I didn't catch it...I was just posting a picture in a different thread as to not hijack the original thread it was in...


----------



## Tokugawa (Apr 29, 2008)

Looks like a smallie to me...

BTW guys, if you are looking for a dropshot rod, this is a SWEET one. I fished once with it, and it is awesome: http://www.ohiogamefishing.com/community/showthread.php?t=133744

Sorry to hijack a bit...


----------



## FISHIN216 (Mar 18, 2009)

Tokugawa said:


> Looks like a smallie to me...
> 
> BTW guys, if you are looking for a dropshot rod, this is a SWEET one.

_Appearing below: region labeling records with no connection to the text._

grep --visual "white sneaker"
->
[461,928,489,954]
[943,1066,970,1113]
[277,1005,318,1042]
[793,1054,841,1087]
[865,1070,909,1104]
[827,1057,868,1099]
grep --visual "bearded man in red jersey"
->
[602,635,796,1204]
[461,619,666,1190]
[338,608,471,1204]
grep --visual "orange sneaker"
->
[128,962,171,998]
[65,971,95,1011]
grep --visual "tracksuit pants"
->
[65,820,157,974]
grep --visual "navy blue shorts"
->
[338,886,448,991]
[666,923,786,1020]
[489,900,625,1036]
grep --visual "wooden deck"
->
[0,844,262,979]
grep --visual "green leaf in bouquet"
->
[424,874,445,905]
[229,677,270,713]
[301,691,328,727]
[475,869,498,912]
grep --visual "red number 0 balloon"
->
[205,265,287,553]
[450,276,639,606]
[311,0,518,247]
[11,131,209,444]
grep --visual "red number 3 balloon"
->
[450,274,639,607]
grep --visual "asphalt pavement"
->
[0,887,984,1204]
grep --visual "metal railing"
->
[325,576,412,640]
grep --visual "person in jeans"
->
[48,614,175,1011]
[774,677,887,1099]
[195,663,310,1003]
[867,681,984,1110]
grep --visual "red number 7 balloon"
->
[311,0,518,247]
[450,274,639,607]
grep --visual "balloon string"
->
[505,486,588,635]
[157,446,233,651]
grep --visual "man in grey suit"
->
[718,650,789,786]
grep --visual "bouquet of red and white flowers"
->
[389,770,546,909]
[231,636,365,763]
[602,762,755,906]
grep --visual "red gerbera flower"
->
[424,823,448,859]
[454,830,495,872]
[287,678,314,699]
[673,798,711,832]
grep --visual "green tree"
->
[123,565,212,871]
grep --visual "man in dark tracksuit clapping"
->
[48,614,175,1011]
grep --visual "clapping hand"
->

I fished once with it, and it is awesome: http://www.ohiogamefishing.com/community/showthread.php?t=133744
> 
> Sorry to hijack a bit...


take a closer look at it...its not a smallie


----------



## riverKing (Jan 26, 2007)

that fish is a cross

but they are extremely rare, especially this far north, they occur more often in southern lakes than anywhere else.
there have been several times where members have posted dark colored spotted bass that spark debate over wheather its a cross or not, but personally I have never observed one in ohio waters, but have been witness to many mis ID' spots lol


----------